Ownership stayed with Ralcorp for the next two decades until Vail Resorts announced their plans to purchase the ski operations from them. Ralcorp's Summit County areas consisted of Keystone, Breckenridge and Arapahoe Basin. In 1997, the Department of Justice ruled that the ownership of Keystone, Breckenridge, Arapahoe Basin, Vail, and Beaver Creek controls the ski market in the Summit County area. Vail Resorts then decided to sell Arapahoe Basin to Dundee Realty Corporation of Canada.
Improvements to A-Basin began after Dundee took control of the ski area. In 2001, Poma replaced the old Lenewee lift with a new triple chair. Following the lift install, the ski area won approval to install a snow making system.

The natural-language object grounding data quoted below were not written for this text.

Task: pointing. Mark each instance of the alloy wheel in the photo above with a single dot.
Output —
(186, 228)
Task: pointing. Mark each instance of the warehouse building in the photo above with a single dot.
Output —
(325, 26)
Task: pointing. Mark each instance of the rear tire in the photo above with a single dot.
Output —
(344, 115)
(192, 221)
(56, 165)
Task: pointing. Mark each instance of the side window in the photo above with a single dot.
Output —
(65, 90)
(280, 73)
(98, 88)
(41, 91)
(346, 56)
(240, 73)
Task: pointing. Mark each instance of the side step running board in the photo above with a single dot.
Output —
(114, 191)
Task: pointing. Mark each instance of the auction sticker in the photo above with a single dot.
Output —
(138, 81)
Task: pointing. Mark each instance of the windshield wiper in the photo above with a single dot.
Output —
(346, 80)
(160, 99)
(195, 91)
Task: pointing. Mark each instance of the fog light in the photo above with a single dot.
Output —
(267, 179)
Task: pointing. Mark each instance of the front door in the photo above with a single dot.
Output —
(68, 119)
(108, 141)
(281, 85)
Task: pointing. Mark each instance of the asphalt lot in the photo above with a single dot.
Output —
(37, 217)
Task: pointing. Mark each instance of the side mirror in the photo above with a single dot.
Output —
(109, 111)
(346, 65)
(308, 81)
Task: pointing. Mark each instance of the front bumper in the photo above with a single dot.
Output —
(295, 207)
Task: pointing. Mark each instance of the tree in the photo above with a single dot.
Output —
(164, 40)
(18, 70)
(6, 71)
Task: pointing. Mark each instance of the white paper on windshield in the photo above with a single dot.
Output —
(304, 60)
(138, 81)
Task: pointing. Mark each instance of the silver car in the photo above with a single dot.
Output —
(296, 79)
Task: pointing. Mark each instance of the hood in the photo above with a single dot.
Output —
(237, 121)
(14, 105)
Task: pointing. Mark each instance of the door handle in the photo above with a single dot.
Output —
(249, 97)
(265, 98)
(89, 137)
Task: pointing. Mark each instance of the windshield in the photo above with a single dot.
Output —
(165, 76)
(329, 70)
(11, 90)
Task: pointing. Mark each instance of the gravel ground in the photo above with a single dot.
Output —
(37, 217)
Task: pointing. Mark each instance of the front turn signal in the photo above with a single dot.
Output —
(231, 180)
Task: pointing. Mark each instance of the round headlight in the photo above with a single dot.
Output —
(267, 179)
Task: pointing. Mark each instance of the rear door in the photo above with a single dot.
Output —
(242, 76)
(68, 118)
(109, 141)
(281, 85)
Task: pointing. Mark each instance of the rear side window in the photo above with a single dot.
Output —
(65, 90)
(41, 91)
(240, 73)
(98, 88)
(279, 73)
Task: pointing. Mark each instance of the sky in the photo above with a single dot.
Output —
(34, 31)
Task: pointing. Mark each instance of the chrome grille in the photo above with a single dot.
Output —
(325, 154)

This allowed A-Basin to compete with Loveland to be the first ski area to open, typically in mid October. Their new system covers three trails, two off of Exhibition and another on Lenewee.
During the summer of 2005, the area constructed a new equipment rental facility. This building was the first new addition to the base area in many years. Also that year, Arapahoe Basin actively sought approval for their Montezuma Bowl expansion. This incorporated a new lift on the backside of the mountain and various intermediate and expert trails. The Forest Service approved their request in 2006.A new mid mountain lodge opened at the summit of the Exhibition lift during March of 2007. The lodge increases the ski area's cafeteria seating capacity by about three hundred. During July of 2007, construction on the new Zuma Quad built by Leitner-Poma began. The new lift opened during January of 2008.